Historical records show that early settlers of New Zealand harvested vast amounts of the native kauri trees. Used for ship building, bridges and houses, the great forests were all but wiped out. Now protected by law, lumber from this ancient tree is still available though no living trees are being cut.
On New Zealand’s north island, a forest of kauri trees, most at least 1,200 years old, was felled by some horrific act of nature, 50,000 years ago. These trees fell and were buried just below the surface of what is now a peat bog. Locked away from the air and perfectly preserved, the logs are not petrified so the lumber they produce is now the oldest workable wood in the world.
Extraction of these logs by heavy machinery is time-consuming and expensive as the loggers also reclaim the land they have disturbed.
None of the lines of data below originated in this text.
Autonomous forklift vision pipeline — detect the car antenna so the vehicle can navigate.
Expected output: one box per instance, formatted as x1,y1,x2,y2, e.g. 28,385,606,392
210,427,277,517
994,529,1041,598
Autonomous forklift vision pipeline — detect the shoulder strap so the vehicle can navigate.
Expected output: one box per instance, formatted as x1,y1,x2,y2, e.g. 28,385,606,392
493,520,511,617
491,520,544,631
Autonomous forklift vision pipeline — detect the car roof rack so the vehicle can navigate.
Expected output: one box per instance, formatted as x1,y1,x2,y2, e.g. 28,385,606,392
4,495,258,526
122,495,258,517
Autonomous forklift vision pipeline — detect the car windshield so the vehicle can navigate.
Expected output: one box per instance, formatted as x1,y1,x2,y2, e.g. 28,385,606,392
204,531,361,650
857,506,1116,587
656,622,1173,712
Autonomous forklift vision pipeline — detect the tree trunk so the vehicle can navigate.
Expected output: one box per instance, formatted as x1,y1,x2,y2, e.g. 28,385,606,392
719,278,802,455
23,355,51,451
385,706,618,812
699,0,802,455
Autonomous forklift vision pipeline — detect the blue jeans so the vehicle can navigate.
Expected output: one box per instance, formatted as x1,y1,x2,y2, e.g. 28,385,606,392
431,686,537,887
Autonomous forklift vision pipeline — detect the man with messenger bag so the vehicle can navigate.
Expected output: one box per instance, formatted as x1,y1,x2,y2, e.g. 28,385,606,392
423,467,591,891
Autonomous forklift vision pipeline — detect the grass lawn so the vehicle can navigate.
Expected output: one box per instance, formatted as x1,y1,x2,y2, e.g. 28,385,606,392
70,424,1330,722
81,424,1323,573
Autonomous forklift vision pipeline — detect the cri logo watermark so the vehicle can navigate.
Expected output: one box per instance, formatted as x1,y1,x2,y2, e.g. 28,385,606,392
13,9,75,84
All this time and work is well worth the effort as the finished wood is spectacular. Sanding, polishing and sealing the wood brings out the rich gold and cognac colors of its distinctive grain patterns.
To learn more about this most unusual wood, please visit Ancient Wood Ltd’s. Web site at www.ancientwood.com.
My first piece of ancient kauri wood is a three inch thick section of a branch, or better yet, I’m hoping for a tightly burled grain pattern that would come from a section of root. (See photo below.) I can’t wait to see what Mother Nature has given us as we cut, shape, sand and polish this exotic hard wood into usable knife handles.
Here we have cut the block of wood into 9-10 usable 3/8″ thick sections ready for handle scales. We sanded, sealed and polished one section to bring out the golden hues of this exotic wood.